If you’re single, whether or not you’re looking for a sexual partner, the need to be touched is basic to humans. Dance is a safe, even dignified way to get your touching without pursuing intimacy. You’ll hold a stranger (or a series of strangers) safely at a distance in “dance position” and learn moves together. You won’t need to admit out loud how enjoyable it is to settle into the arms of a temporary partner and respond with your body.
During dry spells between relationships in my past, I would joke with a male friend that dancing was my whole sex life. Indeed, it felt like that: being held in a man’s arms, agreeing tacitly to follow wherever and whatever he led (so different from the rest of the way I run my life!), making eye contact–sometimes sensually, sometimes playfully, sometimes just acknowledging the cool dance moves–then saying “thank you” after three minutes and moving on to someone else. Thank goodness for dance!
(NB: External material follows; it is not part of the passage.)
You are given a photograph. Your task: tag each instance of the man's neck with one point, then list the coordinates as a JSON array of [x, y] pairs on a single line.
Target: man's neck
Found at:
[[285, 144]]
With the popularity of television shows like Dancing With the Stars and So You Think You Can Dance, you may think you have to be skilled, disciplined, and committed to perfection to succeed. Not so! Dance is about self-expression and freeing the natural dancer in all of us. It’s not about judges or weekly eliminations. And you don’t have to be gorgeous or a star hoofer to attract partners – just be friendly and enjoy yourself and your partners.
If you’ve thought that you’re too old to learn to dance, you’re wrong. In my line dance class, for example, dancers in their seventies enjoy rolling their hips and strutting their stuff alongside dancers in their twenties, and it’s the same in every social dance class I attend. There’s a special kinship, I think, among older dancers – we love and acknowledge the vibrant physicality of it, we feel graceful and handsome, and we enjoy each other with warmth and joy.
If dancing isn’t a part of your life, I highly recommend it. It adds a dimension of self-expression, body appreciation, and sensuality to the way we live our lives. And it’s so much fun! Just about every community offers dance lessons: ballroom, swing, Latin, nightclub, country-western, and more. To find places to dance, search “dance” (or the specific type of dance you want) plus your city or county on the Internet, look at the calendar listings in your newspaper, and find local dance studios, rec centers, and health clubs in your Yellow Pages.